何凡靜又怎會看出來, 從一開始她也只是想來上京給自己某得一個靠山,至于這個靠山是誰, 并不重要,他可以是李蕭寒,也自然可以是別人。
就在李蕭寒走后的那個月末, 李老夫人帶著她們去參加侍郎府的婚宴。
那日熊威因為公事去晚了, 進門時與準備離宴的李老夫人打了個迎面,熊威這人雖然看著大大咧咧,人前卻是個懂禮守矩的人, 他向來和永安侯府交好,便順道又將李老夫人送上馬車。
他早就聽聞李蕭寒有一對兒雙生表妹,好奇地打量了幾眼,對上何凡靜那雙嫻靜的水眸時, 熊威極為明顯地怔了一下。
熊威年長李蕭寒三歲,家中正房早年病逝之后, 便納了兩個小妾,他對小妾寵愛有加, 分寸卻是掌握的極為妥當,從來都不會做出逾矩之事。
熊威身形健碩, 那肩膀就將近要有兩個何凡靜那般寬偉, 面容不若李蕭寒俊美,卻也十分端正硬朗, 何凡靜與他對視時, 絲毫沒有尋常女子的嬌羞, 反而也帶了一絲探究。
李老夫人先進的馬車,緊接著何凡柔也鉆了進去。

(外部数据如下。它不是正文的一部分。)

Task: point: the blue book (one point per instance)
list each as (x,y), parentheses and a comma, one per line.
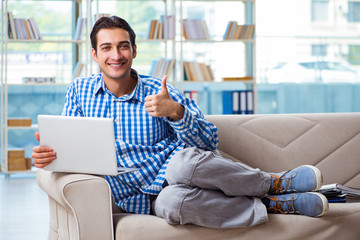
(227,102)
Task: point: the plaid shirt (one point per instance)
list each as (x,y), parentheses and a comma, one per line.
(142,141)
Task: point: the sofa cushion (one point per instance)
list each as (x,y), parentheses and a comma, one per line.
(341,222)
(276,143)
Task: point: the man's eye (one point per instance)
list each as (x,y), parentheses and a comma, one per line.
(125,46)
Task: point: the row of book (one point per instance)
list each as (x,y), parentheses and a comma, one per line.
(78,69)
(195,29)
(163,28)
(236,31)
(337,193)
(80,28)
(238,102)
(20,28)
(200,72)
(161,67)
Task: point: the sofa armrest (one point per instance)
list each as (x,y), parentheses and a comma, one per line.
(84,200)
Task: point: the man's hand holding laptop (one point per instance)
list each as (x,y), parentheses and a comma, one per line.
(42,156)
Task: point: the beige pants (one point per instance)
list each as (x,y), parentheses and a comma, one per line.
(208,190)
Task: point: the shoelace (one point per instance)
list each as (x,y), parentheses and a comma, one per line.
(276,188)
(279,207)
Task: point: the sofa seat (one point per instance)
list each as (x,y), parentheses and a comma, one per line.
(81,205)
(340,222)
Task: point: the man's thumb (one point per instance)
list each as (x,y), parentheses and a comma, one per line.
(163,84)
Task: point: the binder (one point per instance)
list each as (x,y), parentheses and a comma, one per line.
(249,102)
(227,102)
(235,102)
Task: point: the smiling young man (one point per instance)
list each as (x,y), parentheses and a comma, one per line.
(182,178)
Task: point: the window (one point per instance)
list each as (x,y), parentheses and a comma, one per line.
(320,10)
(354,54)
(354,11)
(319,50)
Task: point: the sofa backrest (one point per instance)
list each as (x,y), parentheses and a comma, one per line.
(273,143)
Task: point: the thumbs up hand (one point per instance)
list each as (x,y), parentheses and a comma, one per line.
(162,105)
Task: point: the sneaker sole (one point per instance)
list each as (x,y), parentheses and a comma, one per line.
(319,178)
(324,201)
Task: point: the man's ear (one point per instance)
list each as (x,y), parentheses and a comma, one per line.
(134,51)
(94,55)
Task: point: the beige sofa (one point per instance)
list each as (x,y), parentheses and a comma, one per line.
(81,205)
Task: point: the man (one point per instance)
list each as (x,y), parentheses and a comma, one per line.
(182,177)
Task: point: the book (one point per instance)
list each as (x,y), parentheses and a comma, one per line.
(77,70)
(19,122)
(35,28)
(246,78)
(11,28)
(193,95)
(80,28)
(161,66)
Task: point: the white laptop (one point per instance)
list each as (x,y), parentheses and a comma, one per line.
(82,144)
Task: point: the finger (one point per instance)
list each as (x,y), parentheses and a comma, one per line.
(43,156)
(40,149)
(148,98)
(163,85)
(37,136)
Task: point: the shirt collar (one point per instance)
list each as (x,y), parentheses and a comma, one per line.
(138,92)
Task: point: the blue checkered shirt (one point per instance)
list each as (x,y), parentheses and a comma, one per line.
(142,141)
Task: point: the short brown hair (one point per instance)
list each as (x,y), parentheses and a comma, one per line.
(109,23)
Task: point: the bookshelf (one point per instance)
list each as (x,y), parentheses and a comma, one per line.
(202,48)
(230,54)
(37,65)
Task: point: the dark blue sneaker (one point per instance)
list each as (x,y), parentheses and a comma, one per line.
(310,204)
(305,178)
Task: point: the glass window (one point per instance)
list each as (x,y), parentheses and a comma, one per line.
(354,11)
(354,55)
(320,10)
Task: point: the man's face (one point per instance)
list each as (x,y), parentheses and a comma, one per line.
(114,53)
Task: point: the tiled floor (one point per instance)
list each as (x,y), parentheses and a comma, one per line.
(23,208)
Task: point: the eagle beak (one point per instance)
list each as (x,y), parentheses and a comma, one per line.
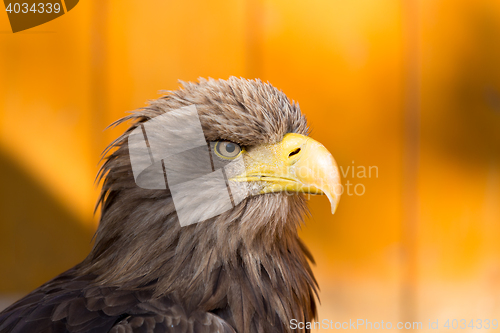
(297,164)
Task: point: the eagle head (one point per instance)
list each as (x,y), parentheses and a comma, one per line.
(239,243)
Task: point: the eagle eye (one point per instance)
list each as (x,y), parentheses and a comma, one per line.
(227,150)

未見何凡靜跟進來,李老夫人掀開車簾一角向外看去,將外面這兩人的神情全然落入眼中。
待回去的路上,李老夫人有意無意在兩個姑娘面前說起了熊威的事來,何凡柔神情爾爾,完全沒有興致,何凡靜卻是聽得極為認真,有含糊的地方,甚至要會問上一句。
李老夫人心下了然,往后再帶他們兩個出去,便又多了一份心思。
這郎有情妾有意,再加上李老夫人從中周旋,熊威的聘禮送到永安侯府也不過只有短短兩個月的時間。
李老夫人又硬是扣了何凡靜一些時日,待人徹底進了京兆尹府邸,是上個月的事。
熊威同李蕭寒的關系,再加上一個何凡靜,若當真永安侯府有難,熊威不會袖手旁觀。
果然,熊威在聽到李老夫人派來的人說完之后,立刻就坐不住了。
“婼羌的公主便是入宮請安之后,也當回侯府才是。”何凡靜柳梅微蹙,便是心中有所猜疑,也沒有明說,只是不解地問道:“殿下這樣安排,到底是出何緣由?”
熊威心里清楚,李蕭寒臨時入宮請旨換下葉默去婼羌,能讓裴懷連夜改主意,定是畫了一個大餅,暫且不說餅能不能成,光是他一去不返,且還留在婼羌尚公主這兩件事,但凡來個有心人在裴懷面前讒言兩句,李蕭寒回京后仕途都不會再順。
熊威是不知李蕭寒做了辭官的打算,他能夠猜出是葉默在裴懷面前說了什么,裴懷如今對葉默無比信任,短短兩年便又將他從工部直接調入內閣。
葉默此人不至才華橫溢,且還極善謀劃,明明出身寒門,又無世家照應,理應官路難行,可他卻劍走偏鋒,完全無視那些想要同他結交的人,他似乎只聽裴懷的,在不知不覺中,竟又像是裴懷也知聽信于他。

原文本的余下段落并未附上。